Arlen Specter and a Postpartisan Landscape

Written by Henry L. Chambers, Jr. on April 29th, 2009

The Democrats have gone from minority status to almost filibuster-proof majority status in the Senate with blazing speed, at least in political years.  The essential switch in party affiliation by Sen. Arlen Specterspecter.jpg coupled with the anticipated eventual victory of Al Franken in Minnesota has nearly made the transformation complete.  The irony is in how many Republicans have changed their tune with respect to the power that should be accorded a majority.  Many Republicans seemed to argue that 51 Republican votes in the Senate should lead to the exercise of 100% of power.  When Democrats gained 51 votes in the Senate, the Republican mantra became shared power.  The claim was that power should be shared because America was essentially equally divided.  Indeed, even when Democrats reached the high-50s in number of Senators, the Republican position appeared to be that using the filibuster to enforce shared power was perfectly acceptable.  Using the filibuster until Democrats shared power or put some Republican ideas into specific pieces of legislation was deemed perfectly appropriate.  The question now becomes: What power should the Republicans be able to exercise in a Senate in which Democrats have a filibuster-proof majority?

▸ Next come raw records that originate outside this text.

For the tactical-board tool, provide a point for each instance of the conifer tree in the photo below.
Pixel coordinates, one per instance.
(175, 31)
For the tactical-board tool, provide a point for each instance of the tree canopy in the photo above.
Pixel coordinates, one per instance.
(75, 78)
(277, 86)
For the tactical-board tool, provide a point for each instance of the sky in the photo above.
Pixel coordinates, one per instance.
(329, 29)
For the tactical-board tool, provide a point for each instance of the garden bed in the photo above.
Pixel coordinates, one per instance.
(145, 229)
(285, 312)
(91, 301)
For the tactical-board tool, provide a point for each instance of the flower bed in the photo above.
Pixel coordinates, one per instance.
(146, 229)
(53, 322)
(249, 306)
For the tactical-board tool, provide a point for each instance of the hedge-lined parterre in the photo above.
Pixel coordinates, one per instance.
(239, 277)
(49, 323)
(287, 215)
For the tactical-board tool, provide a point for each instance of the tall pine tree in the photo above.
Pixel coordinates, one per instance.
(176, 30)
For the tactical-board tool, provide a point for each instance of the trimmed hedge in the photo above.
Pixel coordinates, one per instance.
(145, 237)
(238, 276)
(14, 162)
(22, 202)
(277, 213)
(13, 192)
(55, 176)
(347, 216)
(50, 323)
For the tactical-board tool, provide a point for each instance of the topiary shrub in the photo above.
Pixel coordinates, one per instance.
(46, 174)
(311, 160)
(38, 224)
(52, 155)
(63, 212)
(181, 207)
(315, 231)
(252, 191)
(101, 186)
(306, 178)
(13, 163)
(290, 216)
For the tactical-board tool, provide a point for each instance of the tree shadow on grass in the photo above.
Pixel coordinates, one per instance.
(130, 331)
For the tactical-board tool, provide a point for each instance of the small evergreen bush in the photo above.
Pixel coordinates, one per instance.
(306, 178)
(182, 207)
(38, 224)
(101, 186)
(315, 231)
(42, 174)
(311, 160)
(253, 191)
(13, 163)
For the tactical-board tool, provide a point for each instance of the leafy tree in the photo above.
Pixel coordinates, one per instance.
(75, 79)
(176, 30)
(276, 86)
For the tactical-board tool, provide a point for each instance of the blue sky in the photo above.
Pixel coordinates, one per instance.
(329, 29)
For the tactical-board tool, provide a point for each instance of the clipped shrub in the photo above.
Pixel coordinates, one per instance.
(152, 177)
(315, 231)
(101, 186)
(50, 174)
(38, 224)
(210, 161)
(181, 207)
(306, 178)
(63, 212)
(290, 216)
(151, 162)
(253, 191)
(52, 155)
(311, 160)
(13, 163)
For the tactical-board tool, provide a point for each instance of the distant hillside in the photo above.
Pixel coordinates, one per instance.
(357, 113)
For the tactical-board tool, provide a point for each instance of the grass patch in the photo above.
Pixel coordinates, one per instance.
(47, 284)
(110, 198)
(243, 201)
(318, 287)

Republicans, as a political group, should not be able to exercise much pure power vis-a-vis the Democrats.  Of course, individual senators and certain groups of senators with ideologically similar positions on specific issues should be able to exercise influence on particular matters.  As a consequence of the numerical paucity of Republicans, Democrats arguably should stop listening to Republicans as Republicans and should start listening to individual Republican senators or mixed groups of Democratic and Republican senators as members of the club who might have good ideas.  Ironically, if Democrats take the ideas of these groups seriously, Sen. Specter’s switch in party affiliation may be the first step to a postpartisan Senate.